Thelonious opened his eyes with a gasp, a hand coming to one of his horns. It had been broken clean off right where it began to curl forwards, blood dripping from the tip of it. He forced himself to ignore that terrible ache though, as Amberly collapsed over him. The hellblooded bodyguard caught her in one arm, propping himself on the other as her head fell to his shoulder. He looked up, wary of what he would find. When he saw Syline standing vacant over Jane’s body, a bloody axe ablaze with a blue flame in her hand, he couldn’t believe his eyes. She’d done it. That damned little bullheaded wizard had done it.
‘It’s okay, Amberly… It’s okay, we won… Syline won. The vampire’s dead.’ He let himself fall slack against the tiles and spent a few moments simply breathing. It came easy.
The fight finished, Syline’s knees began to shake. Adrenaline that had kept her mind going a mile a minute, until now, ebbed away. The feeling of Ioann’s power slowly began to fade from her, flames cooling in her breast as the world finally began to slow down. Her axe trailing embers, her robes ruined, and only her trusted satchel protecting the all-important spell-book, she ran to the sorcerer only to find him still on the ground. A smile was on his lips, the colour back in his cheeks. Syline allowed herself a sigh of relief as she saw his chest rise and fall. He was okay.
‘I knew you could do it,’ she heard Thelonious say behind her.
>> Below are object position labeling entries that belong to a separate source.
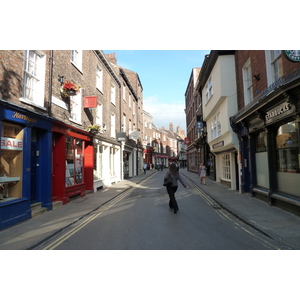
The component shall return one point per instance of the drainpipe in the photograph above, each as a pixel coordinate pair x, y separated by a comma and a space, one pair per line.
122, 143
50, 83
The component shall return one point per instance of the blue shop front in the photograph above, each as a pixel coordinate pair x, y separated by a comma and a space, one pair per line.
25, 163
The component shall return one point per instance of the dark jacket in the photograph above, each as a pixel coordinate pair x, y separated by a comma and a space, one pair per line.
175, 178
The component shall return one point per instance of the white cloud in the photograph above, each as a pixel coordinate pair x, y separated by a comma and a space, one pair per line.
165, 113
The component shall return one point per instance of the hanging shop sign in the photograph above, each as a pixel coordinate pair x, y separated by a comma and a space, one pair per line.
90, 102
278, 111
121, 136
187, 141
292, 55
134, 135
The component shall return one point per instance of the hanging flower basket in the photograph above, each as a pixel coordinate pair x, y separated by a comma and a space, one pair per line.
69, 89
94, 128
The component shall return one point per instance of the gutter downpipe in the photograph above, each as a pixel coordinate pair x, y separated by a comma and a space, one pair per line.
50, 83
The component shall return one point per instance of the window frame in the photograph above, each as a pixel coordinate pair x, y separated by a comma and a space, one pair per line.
247, 82
36, 78
76, 59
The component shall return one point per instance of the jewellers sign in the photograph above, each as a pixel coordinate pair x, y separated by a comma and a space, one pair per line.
278, 112
11, 144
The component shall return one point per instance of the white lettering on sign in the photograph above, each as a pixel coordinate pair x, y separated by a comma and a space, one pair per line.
278, 111
11, 144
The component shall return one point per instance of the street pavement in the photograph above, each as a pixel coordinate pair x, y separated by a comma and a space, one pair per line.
272, 221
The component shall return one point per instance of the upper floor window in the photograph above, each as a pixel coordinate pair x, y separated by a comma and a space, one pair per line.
247, 80
215, 130
99, 79
273, 65
99, 115
124, 91
77, 58
113, 95
75, 107
113, 125
124, 123
209, 89
34, 77
129, 100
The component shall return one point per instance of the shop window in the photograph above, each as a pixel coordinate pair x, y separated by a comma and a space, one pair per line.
226, 175
11, 162
287, 146
261, 160
74, 161
261, 142
98, 151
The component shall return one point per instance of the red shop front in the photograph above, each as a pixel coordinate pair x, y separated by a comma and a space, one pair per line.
73, 162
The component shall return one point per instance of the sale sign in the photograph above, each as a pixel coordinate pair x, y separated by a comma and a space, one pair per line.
11, 144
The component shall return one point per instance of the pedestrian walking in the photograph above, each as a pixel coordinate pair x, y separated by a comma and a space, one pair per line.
202, 173
145, 167
172, 188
She turned to see him and Amberly, the hellblooded struggling to push himself up onto his elbow. Both looked a few paces from death’s door. She couldn’t think of what to say. Really, it hadn’t even sunk in that they’d won, just yet. She just gave the pair of them a dazed smile before jogging to help her sister up.
‘Let’s give her a little space,’ Amberly said, trying to stand. ‘She’s probably still in shock.’
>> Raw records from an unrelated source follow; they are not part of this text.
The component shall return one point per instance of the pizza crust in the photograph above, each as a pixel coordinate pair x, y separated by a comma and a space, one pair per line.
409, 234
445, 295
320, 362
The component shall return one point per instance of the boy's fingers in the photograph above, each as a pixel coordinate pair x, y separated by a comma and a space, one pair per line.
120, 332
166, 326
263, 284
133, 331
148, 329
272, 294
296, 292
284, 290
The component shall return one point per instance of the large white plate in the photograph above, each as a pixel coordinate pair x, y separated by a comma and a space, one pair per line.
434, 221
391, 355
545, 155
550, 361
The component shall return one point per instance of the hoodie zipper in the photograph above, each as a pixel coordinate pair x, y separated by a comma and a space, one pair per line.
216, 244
With a groan, Thelonious pushed himself up to his feet and brought her up with him, holding her against his side to support her. Inwardly, she was glad for it. She doubted she’d have stayed on her feet without it, at that moment.
‘Soel took you back?’ he asked.
Amberly laughed and shook her head.
‘Soel is done with me and I want nothing to do with him. This was all thanks to the god Jane has held captive… Her name’s Rion. She’d been calling to me all this time. I can… I can stand.’
Thelonious let her stand on her own but kept a hand on her shoulder to steady her as she recovered herself. ‘Let’s… Come on, let’s go find her. Get her out of here and to… wherever she belongs.’
‘Will you two be alright?’ Syline asked, having returned with Kat behind her.